Actually there are two approaches to reduce torque ripples; one of them is to improve the magnetic
design of the motor, while the other is to use sophisticated electronic control.
This thesis combines these two approaches to reduce torque ripples of switched reluctance motor
through building two multi-layered switched reluctance motor (MSRM), the first one is Doublelayer
switched reluctance motor (DLSRM) controlled by a hybrid intelligent system known as
adaptive neuro-fuzzy inference system . And also building triple layer switched reluctance motor
(TLSRM) controlled by fuzzy logic controller.

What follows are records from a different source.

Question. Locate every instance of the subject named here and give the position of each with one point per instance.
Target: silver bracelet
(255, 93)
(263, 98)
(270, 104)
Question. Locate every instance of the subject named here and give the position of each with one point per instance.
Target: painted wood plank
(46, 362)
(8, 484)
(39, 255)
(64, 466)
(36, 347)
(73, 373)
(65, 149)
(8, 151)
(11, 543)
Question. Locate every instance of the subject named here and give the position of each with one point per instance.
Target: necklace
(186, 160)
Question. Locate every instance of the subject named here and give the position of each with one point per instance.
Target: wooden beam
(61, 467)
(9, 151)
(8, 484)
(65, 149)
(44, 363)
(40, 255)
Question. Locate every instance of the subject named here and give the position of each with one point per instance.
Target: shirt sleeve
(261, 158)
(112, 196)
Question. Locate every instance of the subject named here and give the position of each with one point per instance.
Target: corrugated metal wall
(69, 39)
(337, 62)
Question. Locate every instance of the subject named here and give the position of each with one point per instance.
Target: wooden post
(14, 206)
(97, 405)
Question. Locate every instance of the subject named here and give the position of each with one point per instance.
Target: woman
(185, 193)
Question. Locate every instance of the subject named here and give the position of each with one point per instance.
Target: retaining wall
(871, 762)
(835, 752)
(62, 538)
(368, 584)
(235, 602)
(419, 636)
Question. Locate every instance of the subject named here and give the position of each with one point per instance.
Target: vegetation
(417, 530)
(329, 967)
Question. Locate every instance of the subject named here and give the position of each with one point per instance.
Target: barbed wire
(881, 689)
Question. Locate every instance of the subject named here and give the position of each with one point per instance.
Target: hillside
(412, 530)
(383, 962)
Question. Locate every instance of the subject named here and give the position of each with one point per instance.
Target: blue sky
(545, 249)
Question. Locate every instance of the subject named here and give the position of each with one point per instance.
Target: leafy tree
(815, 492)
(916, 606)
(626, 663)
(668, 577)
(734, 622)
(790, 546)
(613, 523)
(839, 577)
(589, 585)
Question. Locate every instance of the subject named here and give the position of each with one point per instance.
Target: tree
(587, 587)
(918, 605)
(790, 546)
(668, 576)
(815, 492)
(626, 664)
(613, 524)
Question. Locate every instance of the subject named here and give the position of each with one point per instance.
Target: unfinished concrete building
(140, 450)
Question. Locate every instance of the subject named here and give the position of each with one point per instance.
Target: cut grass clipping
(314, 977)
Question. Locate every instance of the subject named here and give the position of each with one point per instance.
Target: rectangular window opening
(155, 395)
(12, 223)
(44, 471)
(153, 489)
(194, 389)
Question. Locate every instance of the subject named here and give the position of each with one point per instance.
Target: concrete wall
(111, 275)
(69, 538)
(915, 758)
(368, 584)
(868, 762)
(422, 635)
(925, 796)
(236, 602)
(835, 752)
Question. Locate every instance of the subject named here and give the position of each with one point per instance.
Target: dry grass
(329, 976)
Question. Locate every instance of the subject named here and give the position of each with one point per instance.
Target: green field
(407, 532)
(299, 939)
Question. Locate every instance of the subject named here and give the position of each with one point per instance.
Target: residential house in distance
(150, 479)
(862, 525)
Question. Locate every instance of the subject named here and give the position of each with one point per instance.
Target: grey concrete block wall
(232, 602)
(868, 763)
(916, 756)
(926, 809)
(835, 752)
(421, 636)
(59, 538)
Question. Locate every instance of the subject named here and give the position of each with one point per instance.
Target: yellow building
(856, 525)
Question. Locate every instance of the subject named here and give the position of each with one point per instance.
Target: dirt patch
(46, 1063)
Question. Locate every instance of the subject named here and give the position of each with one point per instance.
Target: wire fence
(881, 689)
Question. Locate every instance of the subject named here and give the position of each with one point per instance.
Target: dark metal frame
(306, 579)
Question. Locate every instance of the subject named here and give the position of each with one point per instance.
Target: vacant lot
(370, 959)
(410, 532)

Both models of DLSRM and TLSRM was built using MATLAB /SIMULINK. For comparison we
also build a model of SRM of the same size as DLSRM, so according to these models, different
controller were used to control DLSRM ,TLSRM and SRM the first one is proportional integral
controller and the second intelligent controller adaptive neuro-fuzzy inference system Then fuzzy
logic controller.
The simulation results of DLSRM compared with single layer switched reluctance motor for both
PI, FLC and ANFIS controllers show improvement in behavior of DLSRM controlled by ANFIS
through reduction in speed settling time as well as torque ripples.